Notre époque accueille des questionnements sur nos perceptions des entités naturelles : les sciences sociales, les arts et le design tendent vers une déconstruction des récits dominants et anthropocentriques ayant induit ce qui peut se nommer “l’amincissement des mondes” (Stengers, Debaise, 2023). Provoqué par une démystification systématique des savoirs et les êtres, cet amincissement contribue à la césure entre nature et culture et à l’appauvrissement de nos rapports au vivant.

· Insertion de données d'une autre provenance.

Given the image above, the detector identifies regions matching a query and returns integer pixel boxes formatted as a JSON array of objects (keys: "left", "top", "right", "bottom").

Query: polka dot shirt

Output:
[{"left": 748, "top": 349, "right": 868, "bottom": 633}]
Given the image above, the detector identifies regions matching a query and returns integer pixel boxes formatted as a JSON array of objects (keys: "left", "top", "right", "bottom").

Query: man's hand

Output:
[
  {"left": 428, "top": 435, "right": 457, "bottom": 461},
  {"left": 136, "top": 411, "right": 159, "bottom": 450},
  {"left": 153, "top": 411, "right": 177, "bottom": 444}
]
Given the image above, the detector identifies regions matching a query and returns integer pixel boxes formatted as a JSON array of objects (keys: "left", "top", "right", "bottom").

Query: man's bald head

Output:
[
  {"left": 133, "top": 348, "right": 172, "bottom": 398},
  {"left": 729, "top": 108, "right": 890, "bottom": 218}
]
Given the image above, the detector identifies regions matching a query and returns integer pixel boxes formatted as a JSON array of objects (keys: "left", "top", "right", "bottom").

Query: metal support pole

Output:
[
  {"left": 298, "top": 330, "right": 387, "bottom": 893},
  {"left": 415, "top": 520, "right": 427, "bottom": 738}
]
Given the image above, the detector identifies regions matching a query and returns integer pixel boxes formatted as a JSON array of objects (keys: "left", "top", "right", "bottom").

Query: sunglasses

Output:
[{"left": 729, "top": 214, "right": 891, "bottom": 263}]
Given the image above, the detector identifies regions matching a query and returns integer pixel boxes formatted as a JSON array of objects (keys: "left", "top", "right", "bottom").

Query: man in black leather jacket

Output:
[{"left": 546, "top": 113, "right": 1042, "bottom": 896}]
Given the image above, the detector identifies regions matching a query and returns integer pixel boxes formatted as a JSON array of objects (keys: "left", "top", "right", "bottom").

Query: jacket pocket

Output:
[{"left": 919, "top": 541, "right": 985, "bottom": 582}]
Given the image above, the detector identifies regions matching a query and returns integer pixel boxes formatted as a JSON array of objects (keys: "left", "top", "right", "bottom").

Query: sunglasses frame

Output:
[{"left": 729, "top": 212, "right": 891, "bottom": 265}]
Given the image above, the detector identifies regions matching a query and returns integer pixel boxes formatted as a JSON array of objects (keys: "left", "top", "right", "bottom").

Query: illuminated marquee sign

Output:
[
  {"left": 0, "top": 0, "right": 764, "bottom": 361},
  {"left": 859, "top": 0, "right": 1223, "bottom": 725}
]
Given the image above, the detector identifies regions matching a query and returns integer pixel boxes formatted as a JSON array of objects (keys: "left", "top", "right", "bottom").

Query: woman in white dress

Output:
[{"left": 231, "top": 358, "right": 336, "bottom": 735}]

Grâce à mes échanges menés avec Florence Nicolè, j’ai constaté la complexité inhérente à l’étude des végétaux, par leur altérité radicale et l’invisibilité de leurs échanges. N’appartenant pas aux "mêmes référentiels” (Florence Nicolè, 2023) que nos échelles de perception, la vie végétale nécessite d’être traduite. C’est dans ce processus de traduction que le design peut intervenir, dans l’élaboration de représentations et d’expériences permettant de donner à la vie végétale, à sa complexité et à sa richesse, une consistance accessible à la perception humaine. En s’inscrivant dans les méthodologies portées par Zoepolis, l’ichnographie végétale se veut être la manifestation, l’expression et l’interprétation de la biosémiotique du monde des plantes, en contribuant ainsi à la conception d’imaginaires plus justes sur nos rapports aux vivants dans un contexte de transition.
“Les sciences universelles d’aujourd’hui pourraient se nommer ichnographie, puisque les sciences dites dures interprètent les empreintes laissées par les évènements des mondes inertes et vivants – ichnos, en grec, la “trace de pas”- […]. Ce terme d’ichnographie” désignait, au XVIIe siècle, l’intégralité des profils sous lesquels on peut voir un objet.”
Michel Serres, Darwin, Bonaparte et Samaritain, 2016, Le Pommier, P. 28.
Comment exprimer l’altérité végétale par des modes de représentation ichnographiques permettant la création d’imaginaires involutifs ?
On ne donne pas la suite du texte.